- Parent company: Universal Music Group
- Founded: 1999
- Distributor(s): Verve Label Group
- Genre: Musical Theatre
- Country of origin: US
- Official website: Decca Broadway

= Decca Broadway =

Decca Broadway is an American record label specializing in musical theater recordings founded in 1999 by Decca Records and is a unit of Universal Music Group.
Decca Broadway issued both new original cast albums as well as reissues of classic musical theater performances from the catalogues of record labels Universal Music and predecessor companies acquired over the years including Decca which pioneered the release of original cast albums. Decca Broadway was absorbed into UMG's Verve Records in 2013. Verve Label Group relaunched the Decca Broadway label in 2019.

== History ==
In 1949, Decca began to re-release the best-selling of these albums on LP and in the late 1950s began offer different versions of electronically enhanced for stereo editions, which sounded thin and hollow.

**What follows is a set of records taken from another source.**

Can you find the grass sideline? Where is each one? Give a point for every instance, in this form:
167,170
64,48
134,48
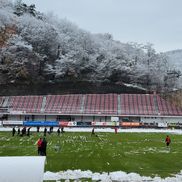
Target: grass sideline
143,153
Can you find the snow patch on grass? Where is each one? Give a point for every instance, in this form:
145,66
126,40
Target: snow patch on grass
118,176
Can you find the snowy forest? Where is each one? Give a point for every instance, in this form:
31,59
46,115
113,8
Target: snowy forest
41,48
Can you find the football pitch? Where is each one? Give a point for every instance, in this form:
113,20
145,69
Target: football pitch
143,153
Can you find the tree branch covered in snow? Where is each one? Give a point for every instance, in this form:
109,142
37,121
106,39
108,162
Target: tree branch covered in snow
64,51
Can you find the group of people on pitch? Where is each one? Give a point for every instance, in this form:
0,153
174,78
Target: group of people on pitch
41,146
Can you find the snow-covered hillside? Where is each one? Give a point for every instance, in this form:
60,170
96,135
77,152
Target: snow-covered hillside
175,58
35,47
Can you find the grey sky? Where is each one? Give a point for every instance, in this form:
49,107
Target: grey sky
155,21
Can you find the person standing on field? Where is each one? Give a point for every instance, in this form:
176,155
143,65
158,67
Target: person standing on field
39,146
168,140
13,131
44,147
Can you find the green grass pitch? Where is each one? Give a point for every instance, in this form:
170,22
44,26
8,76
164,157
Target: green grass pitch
143,153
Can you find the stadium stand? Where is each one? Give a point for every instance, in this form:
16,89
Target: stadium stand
66,104
166,108
98,104
29,104
137,104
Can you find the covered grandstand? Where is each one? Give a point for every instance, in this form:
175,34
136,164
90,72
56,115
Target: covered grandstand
92,108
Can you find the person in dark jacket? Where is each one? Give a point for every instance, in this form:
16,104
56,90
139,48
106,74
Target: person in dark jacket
28,131
39,146
18,133
13,131
167,140
45,131
44,147
58,131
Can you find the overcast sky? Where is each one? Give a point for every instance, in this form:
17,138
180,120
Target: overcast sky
155,21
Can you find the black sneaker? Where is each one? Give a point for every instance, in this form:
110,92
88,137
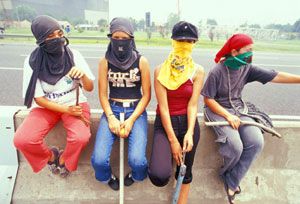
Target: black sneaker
63,171
114,183
128,181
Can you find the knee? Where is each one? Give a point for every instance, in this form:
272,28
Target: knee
99,161
82,137
159,177
19,141
259,144
137,162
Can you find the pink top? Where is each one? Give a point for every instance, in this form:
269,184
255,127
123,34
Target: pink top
178,99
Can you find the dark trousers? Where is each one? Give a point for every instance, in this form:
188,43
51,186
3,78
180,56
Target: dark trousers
160,168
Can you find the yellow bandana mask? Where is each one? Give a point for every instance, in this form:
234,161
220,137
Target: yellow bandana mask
178,67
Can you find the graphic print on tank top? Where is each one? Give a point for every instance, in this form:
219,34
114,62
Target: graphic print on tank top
124,79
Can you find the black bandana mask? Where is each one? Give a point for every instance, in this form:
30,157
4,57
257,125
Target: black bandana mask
122,49
54,46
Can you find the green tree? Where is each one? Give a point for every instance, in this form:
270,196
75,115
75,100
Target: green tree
23,12
102,23
173,18
296,26
134,23
280,27
141,24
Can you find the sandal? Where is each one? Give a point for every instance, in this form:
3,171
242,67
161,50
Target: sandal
238,191
52,165
63,171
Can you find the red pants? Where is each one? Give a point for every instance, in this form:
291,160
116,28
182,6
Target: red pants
29,137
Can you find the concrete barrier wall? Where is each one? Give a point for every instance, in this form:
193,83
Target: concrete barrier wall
274,178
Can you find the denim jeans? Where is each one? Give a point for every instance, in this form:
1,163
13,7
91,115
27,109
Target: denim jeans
137,142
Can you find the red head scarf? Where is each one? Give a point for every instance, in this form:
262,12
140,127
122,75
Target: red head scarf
236,42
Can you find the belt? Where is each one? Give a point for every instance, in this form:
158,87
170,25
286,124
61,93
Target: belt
126,104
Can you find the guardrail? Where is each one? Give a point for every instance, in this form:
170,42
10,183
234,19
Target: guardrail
70,37
274,177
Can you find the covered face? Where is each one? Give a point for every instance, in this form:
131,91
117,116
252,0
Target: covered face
121,50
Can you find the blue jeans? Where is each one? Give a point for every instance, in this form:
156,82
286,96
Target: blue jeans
137,142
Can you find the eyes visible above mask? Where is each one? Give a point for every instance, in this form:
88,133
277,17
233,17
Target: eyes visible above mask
55,45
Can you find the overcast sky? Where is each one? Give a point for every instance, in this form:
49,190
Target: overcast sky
225,12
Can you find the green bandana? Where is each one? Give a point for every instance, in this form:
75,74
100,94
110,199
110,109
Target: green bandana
236,62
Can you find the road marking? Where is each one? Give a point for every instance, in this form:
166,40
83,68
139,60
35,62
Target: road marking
11,68
83,57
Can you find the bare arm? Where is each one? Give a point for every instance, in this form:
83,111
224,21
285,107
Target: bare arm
284,77
161,96
87,83
146,88
72,110
113,122
192,109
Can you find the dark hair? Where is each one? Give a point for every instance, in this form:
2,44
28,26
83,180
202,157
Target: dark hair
184,31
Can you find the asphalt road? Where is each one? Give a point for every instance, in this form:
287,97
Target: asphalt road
275,99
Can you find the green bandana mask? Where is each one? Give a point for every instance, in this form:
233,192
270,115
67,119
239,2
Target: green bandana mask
236,62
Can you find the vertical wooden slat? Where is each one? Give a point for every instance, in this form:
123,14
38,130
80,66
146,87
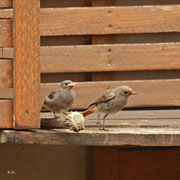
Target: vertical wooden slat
27,63
110,39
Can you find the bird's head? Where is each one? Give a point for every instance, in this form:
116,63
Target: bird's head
125,91
67,84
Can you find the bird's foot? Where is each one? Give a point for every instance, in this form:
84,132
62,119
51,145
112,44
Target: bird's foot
56,118
103,129
98,123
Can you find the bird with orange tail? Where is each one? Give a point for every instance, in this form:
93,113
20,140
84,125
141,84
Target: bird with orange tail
110,103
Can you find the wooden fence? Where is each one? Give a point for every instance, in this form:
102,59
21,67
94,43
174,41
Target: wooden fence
94,54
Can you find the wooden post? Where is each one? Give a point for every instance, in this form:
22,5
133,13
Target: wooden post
26,64
103,39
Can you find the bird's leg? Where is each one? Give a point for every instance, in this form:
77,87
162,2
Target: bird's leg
56,117
98,121
103,128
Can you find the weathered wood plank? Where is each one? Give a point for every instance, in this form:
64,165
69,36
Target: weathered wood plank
6,73
131,119
6,93
91,137
27,63
168,92
107,39
6,33
118,57
110,20
6,13
6,114
129,115
6,3
151,92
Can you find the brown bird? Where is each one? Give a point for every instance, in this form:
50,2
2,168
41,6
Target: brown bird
111,102
61,99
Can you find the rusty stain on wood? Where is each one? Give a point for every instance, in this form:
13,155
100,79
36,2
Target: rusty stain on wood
26,64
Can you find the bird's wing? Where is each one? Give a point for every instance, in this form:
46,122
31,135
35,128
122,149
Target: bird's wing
106,97
49,97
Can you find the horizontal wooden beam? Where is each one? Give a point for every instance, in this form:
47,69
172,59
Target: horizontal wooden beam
81,21
151,92
110,20
6,3
92,137
118,57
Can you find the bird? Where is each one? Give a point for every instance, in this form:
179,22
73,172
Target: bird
61,99
111,102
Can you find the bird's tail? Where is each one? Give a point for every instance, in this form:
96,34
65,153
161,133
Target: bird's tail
88,111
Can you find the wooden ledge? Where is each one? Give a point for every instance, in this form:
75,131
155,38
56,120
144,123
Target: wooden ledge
94,137
136,128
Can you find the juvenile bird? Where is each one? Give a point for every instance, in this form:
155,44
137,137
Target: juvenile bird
111,102
61,99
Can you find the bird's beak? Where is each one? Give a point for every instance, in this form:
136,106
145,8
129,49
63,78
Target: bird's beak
72,84
134,93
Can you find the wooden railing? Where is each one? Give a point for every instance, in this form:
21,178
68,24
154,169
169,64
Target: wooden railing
22,58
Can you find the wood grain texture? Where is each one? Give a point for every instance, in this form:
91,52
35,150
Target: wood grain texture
6,3
6,32
150,92
6,114
95,137
127,119
117,57
26,64
7,53
6,73
107,39
6,13
132,57
110,20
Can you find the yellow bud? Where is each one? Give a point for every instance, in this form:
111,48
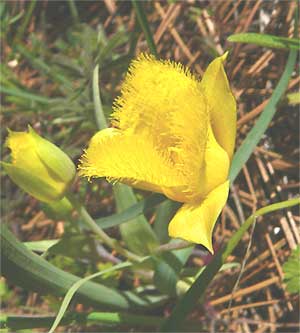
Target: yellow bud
38,166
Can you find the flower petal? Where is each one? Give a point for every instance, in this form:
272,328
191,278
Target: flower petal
215,168
162,100
133,160
222,104
195,222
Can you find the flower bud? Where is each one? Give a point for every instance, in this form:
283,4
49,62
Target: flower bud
38,166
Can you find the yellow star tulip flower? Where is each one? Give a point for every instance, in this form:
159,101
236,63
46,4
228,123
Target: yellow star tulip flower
38,166
174,135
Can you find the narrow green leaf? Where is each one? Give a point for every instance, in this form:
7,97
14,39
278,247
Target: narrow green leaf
245,150
76,286
24,94
16,322
168,267
164,213
28,270
197,290
137,233
291,269
41,246
142,18
266,40
99,113
73,10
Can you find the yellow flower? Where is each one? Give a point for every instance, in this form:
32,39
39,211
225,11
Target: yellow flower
38,166
174,135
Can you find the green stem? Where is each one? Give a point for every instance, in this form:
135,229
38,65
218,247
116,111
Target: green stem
26,20
73,10
99,113
142,18
198,288
111,242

Some of these versions employed varying combinations of phase shift, comb filters and EQ splits over the two channels - sometimes all at the same time while other more popular versions left the original monaural track alone on the left and put all the fake re-processing on the right. At least with that format, a record buyer could enjoy the original untouched monaural performance simply by switching their balance control all the way to the left.

In the early days of home consoles with 3-channel amplifiers, Decca and other labels responded by releasing still other versions with the untouched monaural program alone in the lateral plane and the processing alone in the vertical plane. This allowed phonograph owners with such a console to raise or lower just the center (mono) channel to their individually desired level.

The label was out of the business of recording new cast albums by the end of the 1950s. Decca was bought by MCA and in the early 1970s many of these titles were re-released on the MCA label, all using the fake stereo masters, a condition which for the most part wasn't even beginning to be rectified until 20 years later until expanded silver, gold and diamond anniversary editions were prepared - some using pristine previously-unheard safety masters of some performances that had become worn out after repeated re-mastering..

MCA released many of their classic shows on CD in the 1990s, going back to original master discs and tapes to generate excellent sounding (and complete) remasters of the originals. When MCA and PolyGram were merged into the new Universal Music Group, a new label, Decca Broadway, was born. The new label's catalogue incorporated other musical theatre albums whose rights were owned by Universal Music.

Decca Broadway has re-mastered and reissued virtually every cast album in the old Decca catalogue including many rare titles that had not been available in almost 50 years. Decca Broadway has also recorded recent hits including: Wicked, Monty Python's Spamalot, Seussical, and Spring Awakening. Wicked in particular has been a big seller for the label and continues to sell well. Although they are being selective about what they record, Decca Broadway plans to continue making cast albums, including Mel Brooks' Young Frankenstein and Andrew Lippa's The Addams Family: A New Musical. Although some of the slower-selling catalog titles have been deleted, many remain available as downloads.

In 2012, UMG acquired EMI, and thus Decca Broadway took over the rights to EMI's musical theatre catalogue. The following year, the imprint was absorbed into Verve Records.

In 2019, Verve Label Group relaunched the Decca Broadway label.